Early on, Beauvoir talks about how women have never been able to bargain collectively, agitate for and win rights in the manner of many other groups of marginalized people:
The proletarians made the revolution in Russia, the blacks in Haiti, the Indo-Chinese are fighting in Indochina. Women’s actions have never been more than symbolic agitation; they have won only what men have been willing to concede to them; they have taken nothing; they have received. It is that they lack the concrete means to organize themselves into a unit that could posit itself in opposition. They have no past, no history, no religion of their own; and unlike the proletariat, they have no solidarity of labor or interests; they even lack their own space that makes communities of American blacks, the Jews in ghettos, or the workers in Saint-Denis or Renault factories. They live dispersed among men, tied by homes, work, economic interests, and social conditions to certain men—fathers or husbands—more closely than to other women. As bourgeois women, they are in solidarity with bourgeois men and not with women proletarians; as white women, they are in solidarity with white men and not with black women.

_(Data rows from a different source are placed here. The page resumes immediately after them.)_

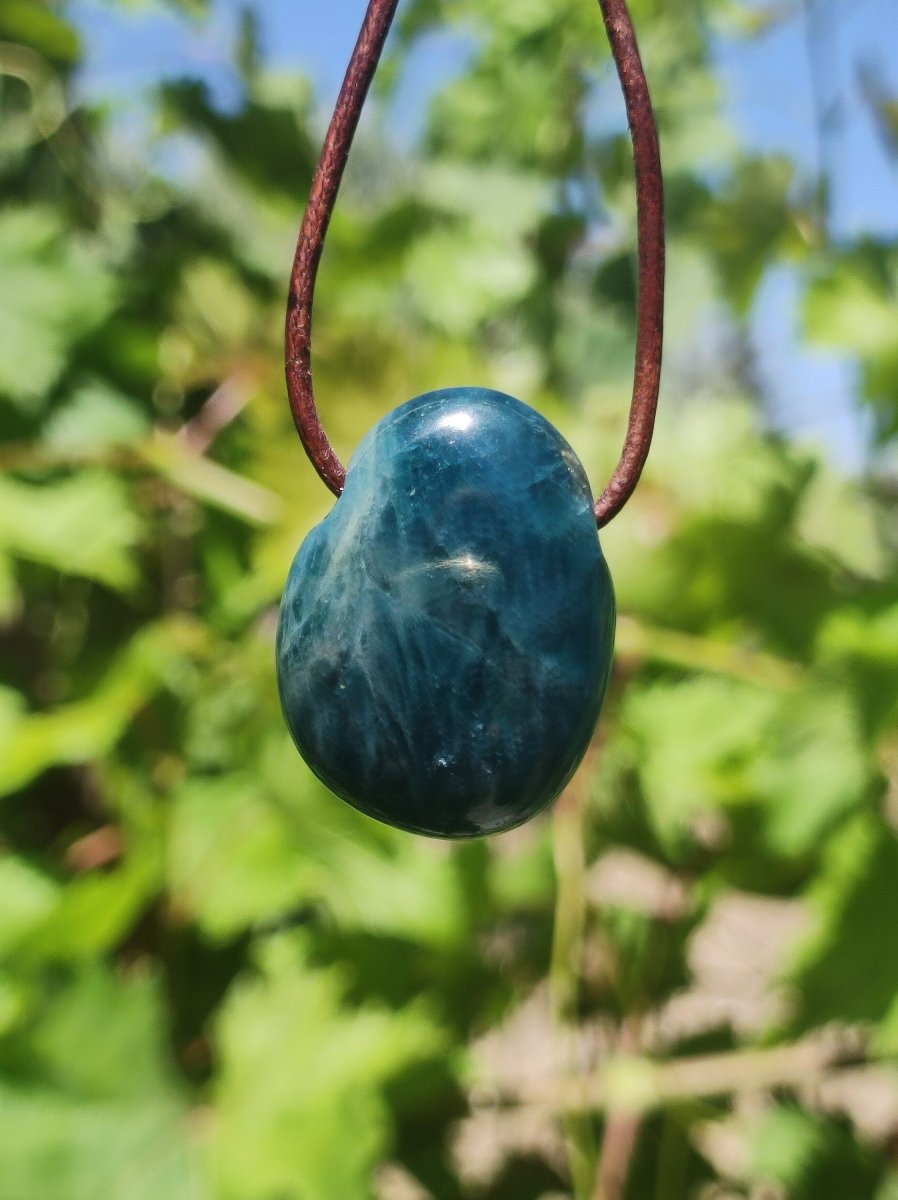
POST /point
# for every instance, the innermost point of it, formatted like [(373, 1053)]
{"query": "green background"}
[(216, 981)]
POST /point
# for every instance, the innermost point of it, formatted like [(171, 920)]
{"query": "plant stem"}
[(564, 967)]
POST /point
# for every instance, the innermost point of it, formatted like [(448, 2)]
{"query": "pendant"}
[(445, 635)]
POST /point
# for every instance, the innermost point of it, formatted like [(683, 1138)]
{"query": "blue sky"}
[(797, 89)]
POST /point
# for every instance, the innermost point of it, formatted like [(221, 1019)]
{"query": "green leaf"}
[(55, 291), (82, 526), (90, 727), (298, 1108), (848, 970), (96, 417), (35, 24), (101, 1114)]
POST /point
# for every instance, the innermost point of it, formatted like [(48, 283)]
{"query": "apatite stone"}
[(445, 633)]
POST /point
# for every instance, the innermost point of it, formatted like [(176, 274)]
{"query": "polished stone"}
[(445, 633)]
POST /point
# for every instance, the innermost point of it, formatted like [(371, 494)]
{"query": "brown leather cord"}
[(650, 217)]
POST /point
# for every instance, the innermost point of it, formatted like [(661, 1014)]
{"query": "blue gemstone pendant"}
[(445, 634)]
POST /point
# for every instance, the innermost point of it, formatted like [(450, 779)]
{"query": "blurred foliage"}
[(215, 979)]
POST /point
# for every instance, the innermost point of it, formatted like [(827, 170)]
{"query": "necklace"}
[(445, 634)]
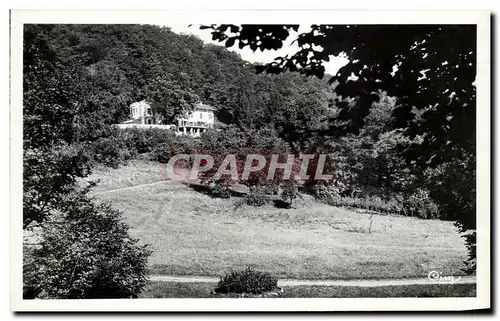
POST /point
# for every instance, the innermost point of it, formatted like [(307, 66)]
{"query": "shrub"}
[(256, 197), (247, 281)]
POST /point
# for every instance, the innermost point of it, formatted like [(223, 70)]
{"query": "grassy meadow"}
[(194, 234), (205, 290)]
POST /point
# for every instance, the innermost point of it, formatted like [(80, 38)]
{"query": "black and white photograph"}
[(339, 157)]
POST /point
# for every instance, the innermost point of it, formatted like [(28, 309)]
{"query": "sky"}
[(265, 56)]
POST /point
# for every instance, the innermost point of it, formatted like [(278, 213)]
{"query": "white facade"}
[(197, 121)]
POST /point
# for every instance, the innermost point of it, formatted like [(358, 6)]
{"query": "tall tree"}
[(431, 69)]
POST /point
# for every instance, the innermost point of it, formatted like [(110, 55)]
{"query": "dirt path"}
[(289, 282)]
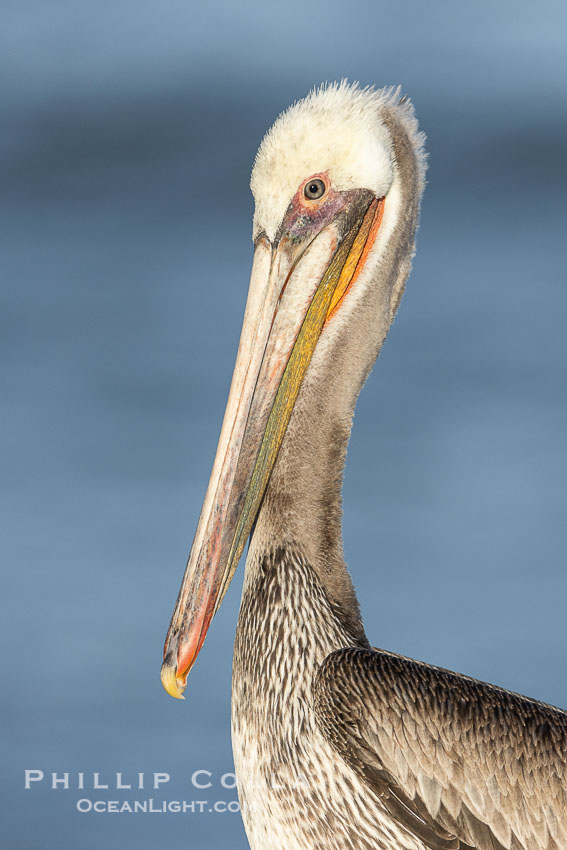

I could not help transposing this wisdom to a woman's experience in the modern workplace. There are symbolic things that they might do for each other even make tangible gestures of solidarity but when it comes to actually getting ahead at work, a woman is much better off with a male manager. The worst enemies of women can be women - not much has changed. As such, collectively we are still in the state of "symbolic agitation" and accepting what men are "willing to concede". As a young person, I remember feeling glee at Beauvoir's factual basis for equating a man's intelligence to that of a woman - something that was far from a foregone conclusion in my place and time. Reading it again brought back that feeling of vindication from long ago
..to compare two individuals correctly while not taking into account the body, one must divide the weight of the brain by the power of 0.56 of the body weight if they belong to the same species.. Equality is the result. But what removes much of the interest of these careful debates is that no relation has been established between brain weight and the development of intelligence
I am so excited to take the journey all over again- this time with lived experience of a woman, not the haphazard confusion of youth trying to make sense of what womanhood even meant.